Bab 1486 Edisi Pengakuan Kawin Lari Pada Orang Tua
Arianne tidak bisa berkata-kata.
Arianne membantu menutupi perilaku Aristoteles dengan membuang kemeja tersebut sebelum Mark selesai bekerja agar Mark tidak membentaknya saat melihatnya. Mark sudah dalam suasana hati yang buruk setelah berkas-berkasnya rusak, tidak butuh waktu lama baginya untuk kehilangan kesabaran. Mark punya banyak pakaian jadi dia mungkin tidak akan menyadarinya.
Terlihat jelas Arianne terlalu optimis. Aristoteles memiliki akses ke kemeja yang dia corat-coret karena Mark telah meletakkannya di tempat tidur sebelumnya untuk dipakai besok.
Begitu Mark kembali ke kamar, hal pertama yang dia tanyakan adalah tentang kemejanya. "Di mana bajuku? Aku berencana untuk memakainya besok."
Arianne ingin bersikeras dia tidak melihatnya tetapi ketakutan pada akhirnya. Dia mengumpulkan keberaniannya dan berkata, “si Gemas mencoret-coret semuanya. Noda itu tidak bisa kami bersihkan jadi kami membuangnya. Dia anakmu, jangan marah. Kau punya uang, kita selalu bisa mendapatkan yang baru."

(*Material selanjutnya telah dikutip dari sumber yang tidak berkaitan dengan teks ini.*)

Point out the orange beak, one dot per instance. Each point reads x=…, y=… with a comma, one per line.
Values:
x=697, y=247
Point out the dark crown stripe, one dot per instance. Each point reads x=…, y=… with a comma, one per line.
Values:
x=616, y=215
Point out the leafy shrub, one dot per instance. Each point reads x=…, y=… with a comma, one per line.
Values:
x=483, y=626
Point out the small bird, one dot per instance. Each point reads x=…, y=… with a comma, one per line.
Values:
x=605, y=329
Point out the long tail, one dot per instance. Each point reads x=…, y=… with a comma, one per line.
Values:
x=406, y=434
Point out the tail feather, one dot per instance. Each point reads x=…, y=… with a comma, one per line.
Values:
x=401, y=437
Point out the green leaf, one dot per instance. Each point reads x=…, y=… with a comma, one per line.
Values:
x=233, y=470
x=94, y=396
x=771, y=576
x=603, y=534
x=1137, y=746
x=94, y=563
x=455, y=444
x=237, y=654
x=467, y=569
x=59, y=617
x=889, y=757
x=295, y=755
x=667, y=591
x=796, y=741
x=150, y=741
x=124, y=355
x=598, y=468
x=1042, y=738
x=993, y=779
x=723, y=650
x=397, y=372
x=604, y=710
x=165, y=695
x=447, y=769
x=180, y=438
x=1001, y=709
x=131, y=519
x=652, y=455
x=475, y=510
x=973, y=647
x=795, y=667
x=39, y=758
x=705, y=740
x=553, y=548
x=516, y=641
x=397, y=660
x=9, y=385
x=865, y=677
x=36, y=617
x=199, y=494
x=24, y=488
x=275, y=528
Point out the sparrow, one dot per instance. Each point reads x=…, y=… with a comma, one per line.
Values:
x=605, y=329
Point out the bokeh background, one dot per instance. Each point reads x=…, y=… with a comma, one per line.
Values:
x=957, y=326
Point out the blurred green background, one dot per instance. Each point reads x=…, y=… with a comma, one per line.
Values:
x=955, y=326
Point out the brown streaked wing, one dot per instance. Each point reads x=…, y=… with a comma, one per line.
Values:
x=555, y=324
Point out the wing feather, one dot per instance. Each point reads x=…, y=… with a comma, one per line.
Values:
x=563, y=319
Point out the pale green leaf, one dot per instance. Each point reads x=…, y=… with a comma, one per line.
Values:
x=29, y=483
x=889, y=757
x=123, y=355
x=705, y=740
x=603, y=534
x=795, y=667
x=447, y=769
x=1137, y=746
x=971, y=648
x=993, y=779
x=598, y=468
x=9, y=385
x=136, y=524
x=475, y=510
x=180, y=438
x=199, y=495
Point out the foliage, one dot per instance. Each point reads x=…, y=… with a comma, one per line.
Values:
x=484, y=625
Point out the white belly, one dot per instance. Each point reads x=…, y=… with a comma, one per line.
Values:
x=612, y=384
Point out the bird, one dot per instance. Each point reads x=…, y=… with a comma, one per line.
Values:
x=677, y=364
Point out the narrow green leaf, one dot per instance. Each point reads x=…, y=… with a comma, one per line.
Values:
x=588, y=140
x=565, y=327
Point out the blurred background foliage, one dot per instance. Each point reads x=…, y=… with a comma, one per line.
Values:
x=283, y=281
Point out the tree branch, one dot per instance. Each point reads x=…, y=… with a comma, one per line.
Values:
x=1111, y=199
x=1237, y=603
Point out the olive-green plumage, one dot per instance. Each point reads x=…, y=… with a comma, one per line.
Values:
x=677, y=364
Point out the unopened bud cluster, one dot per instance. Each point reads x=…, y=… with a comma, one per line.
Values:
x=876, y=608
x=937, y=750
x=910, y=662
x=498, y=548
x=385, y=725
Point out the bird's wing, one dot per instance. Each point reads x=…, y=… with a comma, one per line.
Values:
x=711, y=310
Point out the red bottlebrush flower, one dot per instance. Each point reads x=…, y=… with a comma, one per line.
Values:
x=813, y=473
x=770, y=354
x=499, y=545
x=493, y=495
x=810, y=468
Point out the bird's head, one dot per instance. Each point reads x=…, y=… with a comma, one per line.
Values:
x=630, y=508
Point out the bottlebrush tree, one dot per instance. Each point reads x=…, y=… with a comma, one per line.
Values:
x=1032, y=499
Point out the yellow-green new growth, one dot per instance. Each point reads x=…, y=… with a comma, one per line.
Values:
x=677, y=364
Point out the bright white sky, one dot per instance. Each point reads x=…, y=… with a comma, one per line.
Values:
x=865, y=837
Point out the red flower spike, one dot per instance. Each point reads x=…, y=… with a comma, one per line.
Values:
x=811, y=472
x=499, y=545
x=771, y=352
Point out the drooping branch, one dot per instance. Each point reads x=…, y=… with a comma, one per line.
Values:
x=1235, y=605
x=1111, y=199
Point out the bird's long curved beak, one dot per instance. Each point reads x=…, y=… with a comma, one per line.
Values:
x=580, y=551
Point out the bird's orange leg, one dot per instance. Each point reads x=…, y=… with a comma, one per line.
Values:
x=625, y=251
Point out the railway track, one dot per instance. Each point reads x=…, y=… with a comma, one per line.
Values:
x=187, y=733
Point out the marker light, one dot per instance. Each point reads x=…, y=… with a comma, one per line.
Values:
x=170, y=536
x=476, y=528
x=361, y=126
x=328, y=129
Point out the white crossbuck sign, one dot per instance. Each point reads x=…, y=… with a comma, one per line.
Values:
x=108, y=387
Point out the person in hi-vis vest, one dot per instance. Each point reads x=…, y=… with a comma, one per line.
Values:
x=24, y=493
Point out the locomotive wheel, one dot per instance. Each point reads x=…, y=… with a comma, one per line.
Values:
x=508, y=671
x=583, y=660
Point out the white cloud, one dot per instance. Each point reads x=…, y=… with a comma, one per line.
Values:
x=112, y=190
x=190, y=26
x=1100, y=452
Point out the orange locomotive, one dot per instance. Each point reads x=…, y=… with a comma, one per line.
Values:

Mark mengusap alisnya. “Aku… benar-benar menyerah. Si Gemas sudah tidur sekarang, bukan? Aku lelah. Aku akan tidur. Carikan kemeja yang cocok untukku. Ada pernikahan untuk ku hadiri besok. Kau tidak harus pergi, aku harus kembali ke kantor pada sore hari.”
Arianne tidak menyukai acara semacam itu jadi dia baik-baik saja. Namun, dia, tentunya, tidak akan mengizinkannya membawa wanita lain. "Aku tidak akan pergi. Tapi... tidak ada orang lain yang ikut denganmu, kan?”
Mark tidak tahu apakah dia harus tertawa atau menangis. Dia mengulurkan tangan dan menunjuk hidungnya. Matanya tampak jahil. "Apa yang kau pikirkan? Karena kau tidak akan pergi, siapa lagi yang akan aku bawa? Aku akan pergi sendiri. Aku tidur sekarang."
...
Sementara itu, di sisi lain kota.
Sudah larut malam ketika Sylvain menurunkan Robin di lantai dasar kondominiumnya. Dia bertanya dengan gelisah, "Kau benar-benar tidak ingin aku ikut denganmu?"
Pikiran untuk mengungkap pernikahan dengan ibunya membuat Robin galau. Dia ketakutan tetapi membawa Sylvain hanya akan membuat situasinya semakin buruk. Dia menjawab, mencoba untuk tenang, “Tidak perlu, sungguh. Ibuku tidak akan memakanku hidup-hidup. Kau bisa pulang sekarang. Hati-hati di jalan.”
Sylvain mencium dahinya sebelum pergi dengan enggan. "Baik. Hubungi aku jika kau butuh sesuatu. Beritahu aku tentang semua yang terjadi, dengan begitu aku jadi tidak terlalu khawatir."
Robin mengangguk. Dia melihat mobil Sylvain menghilang di gelap malam. Dia menghela nafas lega sebelum pulang.
Dia baru saja tiba di pintu dan menarik kuncinya ketika pintu terbuka, menampakkan wajah cemberut ibu Cox, menatap ke arahnya. "Kemana saja kau? Jam malam mu adalah pukul 11 malam. Lihat waktunya! Aku melihatnya dari atas, Sylvain mengantarmu pulang. Apa kau benar-benar bertekad untuk bersamanya selama sisa hidupmu? Kau masih muda, kau hanya melihat sesuatu dari satu sisi…”
Robin mengeluarkan surat nikahnya sebelum ibu Cox selesai bicara. “Kami sudah mendaftarkan pernikahan kami. Tidak peduli apa yang kau katakan, tidak ada gunanya."
Ibu Cox menatap kertas putih itu. Matanya terbelalak. Ekspresi wajahnya berangsur-angsur berubah dari syok menjadi marah. “Robin Cox! Apa kau mau mati? Aku tidak memberikan restuku. Bagaimana kau bisa melakukan ini padaku?”